US scientists unveiled Sunday a new method of fighting viral replication in AIDS, which they believe could help combat the deadly disease.

The new approach involves inserting small molecules between protein segments, preventing them from forming an enzyme used by the AIDS virus to reproduce and spread, chemist Jean Chmielewski of Purdue University told the American Chemical Society.

The method blocks the interaction of two identical proteins that make up the HIV protease, one of three essential enzymes used by the AIDS virus to replicate.

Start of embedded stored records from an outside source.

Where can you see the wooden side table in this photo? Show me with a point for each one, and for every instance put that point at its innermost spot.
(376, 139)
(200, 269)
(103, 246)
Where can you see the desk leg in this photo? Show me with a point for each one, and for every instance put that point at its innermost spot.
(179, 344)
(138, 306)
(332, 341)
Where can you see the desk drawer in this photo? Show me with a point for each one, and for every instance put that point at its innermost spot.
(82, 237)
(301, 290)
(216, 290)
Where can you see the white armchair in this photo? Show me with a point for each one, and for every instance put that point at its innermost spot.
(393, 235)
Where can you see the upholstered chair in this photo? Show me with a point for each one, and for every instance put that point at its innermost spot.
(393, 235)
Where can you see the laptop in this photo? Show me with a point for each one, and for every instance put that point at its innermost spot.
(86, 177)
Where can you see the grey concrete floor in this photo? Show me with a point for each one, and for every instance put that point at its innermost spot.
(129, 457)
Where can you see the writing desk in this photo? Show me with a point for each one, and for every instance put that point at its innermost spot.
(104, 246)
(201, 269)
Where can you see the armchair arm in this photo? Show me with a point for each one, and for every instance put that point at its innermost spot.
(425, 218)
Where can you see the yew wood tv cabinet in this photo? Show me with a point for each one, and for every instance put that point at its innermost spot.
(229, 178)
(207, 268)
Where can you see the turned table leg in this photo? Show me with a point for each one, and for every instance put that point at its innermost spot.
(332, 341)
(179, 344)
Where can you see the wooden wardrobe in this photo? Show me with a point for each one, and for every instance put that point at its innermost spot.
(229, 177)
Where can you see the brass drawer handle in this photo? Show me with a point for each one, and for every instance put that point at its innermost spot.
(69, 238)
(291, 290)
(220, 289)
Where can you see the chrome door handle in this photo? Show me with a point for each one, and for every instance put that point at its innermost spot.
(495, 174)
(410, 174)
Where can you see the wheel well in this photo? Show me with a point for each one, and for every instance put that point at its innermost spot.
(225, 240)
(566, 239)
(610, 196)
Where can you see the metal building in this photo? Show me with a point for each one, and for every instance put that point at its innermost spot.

"At this stage, we've been able to synthesize some fairly potent small-molecule inhibitors of HIV protease, which, in fact, block the ability of this enzyme to come together," said Chmielewski. "That, in turn, blocks its biological activity."

The method is being tested at the National Institutes of Health on HIV-infected cells.

Other treatments using a similar approach -- inhibiting HIV protease -- have been approved, but the virus can mutate easily and become resistant to those drugs, according to Chmielewski.

She said her new approach targets a part of the virus where mutation is less likely to occur.

"This might be a way to get in the back door and eliminate or reduce the problem of mutations and the possibility of drug resistance."

In 1999, an estimated 34.3 million people -- the vast majority of them in developing countries -- were infected with HIV, which causes AIDS. Some 24.5 million of those infected live in sub-Saharan Africa.